If he’d entertained such fancies, he must have thought he’d died and gone to heaven. Because here was this creature, moaning and twisting in his arms, and ultimately wrapping her legs around him and crying out Yes! and telling him, as he lay exhausted in her arms, what a great lover he was and how she’d always dreamed of a man like him and a moment like this.
Did it enter his mind that she was putting on an act? Even if he believed her, wouldn’t it be safer in the long run to bash her head in or break her neck?
He may have thought so, but she tried not to give him time for thought. She kept cooing at him, telling him how wonderful he was, talking about the extent of her excitement and satisfaction, running a loving hand over his distorted features, raising her head to kiss his misshapen mouth.
And then, as if unable to help herself, she fell upon him and behaved, well, like an impressionable White House interne.
By the time she was finished, she had effectively saved her life. Dekker believed what she wanted him to believe-that he’d excited and satisfied her and left her begging for more. And beg she did, wanting to know if she would see him again, if they could do this with some frequency. And wouldn’t it be even more wonderful in a bedroom, with the lights lowered and soft music playing, and the comfort of a mattress and clean cotton sheets?
They made a date for the following night. He was to come to her apartment at nine. He got there at eight and rang her bell at ten, confident by then that she hadn’t set up a police ambush. She met him with a drink in hand and soft music playing, telling him truthfully enough that she’d been worried he wasn’t going to come.
He made an excuse, but later, at the evening’s end, he told her how he’d staked out her building to see if any cops showed. “Just give me a minute,” he told her, “and I’ll hook your phone lines up again. I pulled them before I came in, in case you were planning to make a call.”
“ I wouldn’t do that,” she said.
“ Well, I know that now,” he said. “But I had to be sure.”

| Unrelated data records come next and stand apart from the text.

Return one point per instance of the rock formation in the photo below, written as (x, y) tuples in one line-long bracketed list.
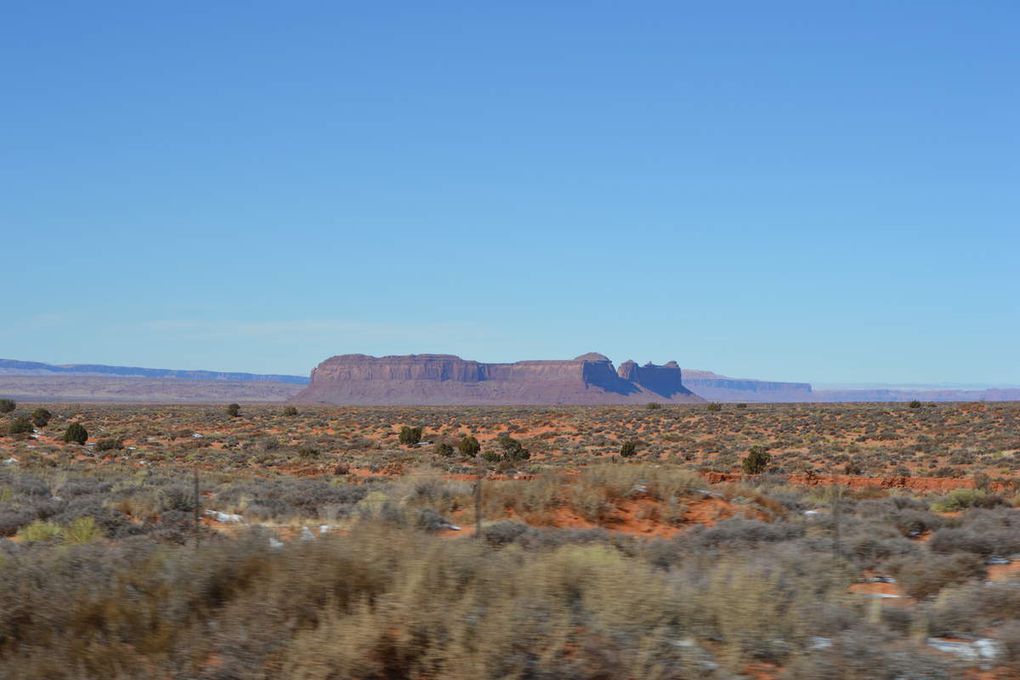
[(717, 387), (446, 379)]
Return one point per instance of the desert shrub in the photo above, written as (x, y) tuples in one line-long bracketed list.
[(852, 468), (741, 532), (505, 532), (984, 532), (429, 520), (13, 519), (513, 451), (410, 436), (961, 499), (19, 426), (82, 530), (756, 461), (75, 433), (40, 531), (177, 498), (468, 446), (969, 609), (109, 443), (1009, 637), (923, 578), (860, 654)]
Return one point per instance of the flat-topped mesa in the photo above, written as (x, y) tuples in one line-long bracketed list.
[(439, 379), (723, 388), (665, 380)]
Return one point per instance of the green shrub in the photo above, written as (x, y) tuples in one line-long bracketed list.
[(40, 531), (109, 443), (961, 499), (82, 530), (468, 446), (308, 452), (410, 436), (513, 450), (75, 433), (756, 461), (41, 417), (19, 426)]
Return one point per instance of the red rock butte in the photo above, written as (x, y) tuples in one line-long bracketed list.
[(429, 379)]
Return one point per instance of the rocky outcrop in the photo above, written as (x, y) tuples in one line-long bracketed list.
[(663, 380), (446, 379)]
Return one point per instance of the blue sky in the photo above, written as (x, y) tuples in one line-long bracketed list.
[(811, 191)]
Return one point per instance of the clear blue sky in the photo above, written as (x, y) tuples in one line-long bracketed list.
[(814, 191)]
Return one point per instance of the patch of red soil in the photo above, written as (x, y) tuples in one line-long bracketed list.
[(923, 484), (708, 511)]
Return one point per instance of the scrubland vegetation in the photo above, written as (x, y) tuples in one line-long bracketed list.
[(335, 544)]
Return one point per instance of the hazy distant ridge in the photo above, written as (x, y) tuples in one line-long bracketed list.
[(14, 367)]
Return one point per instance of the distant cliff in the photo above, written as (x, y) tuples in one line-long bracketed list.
[(14, 367), (446, 379), (717, 387)]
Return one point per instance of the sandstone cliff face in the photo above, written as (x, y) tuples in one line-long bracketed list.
[(663, 380), (446, 379)]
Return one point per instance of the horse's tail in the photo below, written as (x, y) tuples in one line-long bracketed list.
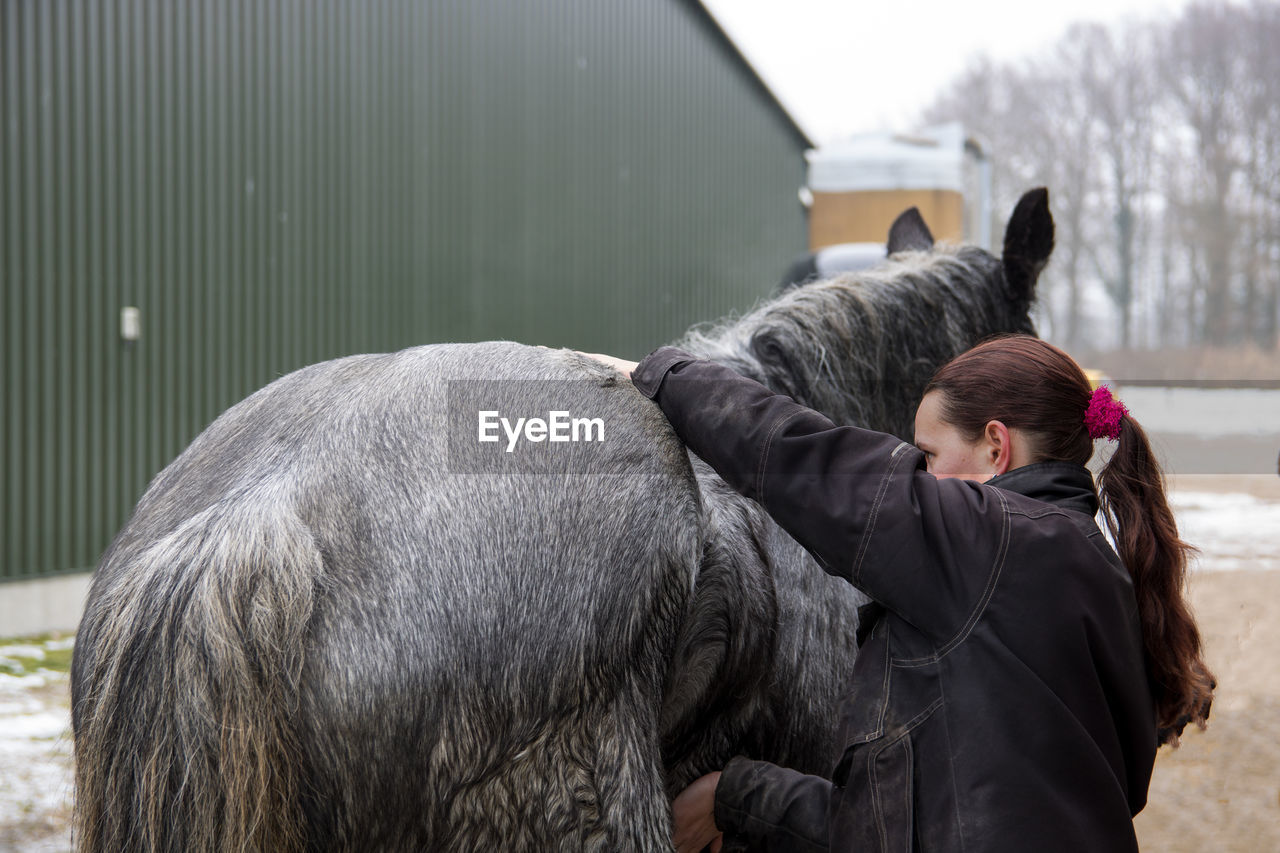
[(186, 687)]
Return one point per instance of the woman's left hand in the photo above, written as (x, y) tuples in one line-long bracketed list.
[(621, 365), (693, 815)]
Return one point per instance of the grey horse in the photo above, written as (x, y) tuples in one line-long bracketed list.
[(379, 605)]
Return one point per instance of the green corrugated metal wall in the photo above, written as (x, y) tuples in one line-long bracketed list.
[(278, 183)]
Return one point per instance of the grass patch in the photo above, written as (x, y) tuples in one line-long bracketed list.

Before he left she made him a cup of cocoa. After he left she stood at the sink, rinsing the cup, and pondering the curious situation she was in. Her rapist was her lover, and she was fixing cocoa for him.
He saw her the next night, and the night after that. When he came over the following day he had a sheepish expression on his face. She wanted to ask him what was the matter, but she waited, and he got around to it on his own.
“ I may not be much good to you tonight,” he said. “On account of what came up this afternoon.”
“ Oh?”
He was working, he said, prowling apartments, seeing what he could pick up, and this woman walked right in on him. “Last thing I wanted,” he said, “but there she was, you know?” And he got this little-boy smirk on his face.
She let her excitement show in her face. “Tell me,” she said.
“ Well, I did her,” he said.
“ Tell me!”
“ What, you want the gory details? You know something, Susie? You’re as bad as I am. What I did, I was behind the bedroom door, you know, waiting for her, and she walks through and bingo, I got one hand over her mouth and the other grabbing her tits. Little tits, way smaller than yours, but they were nice.”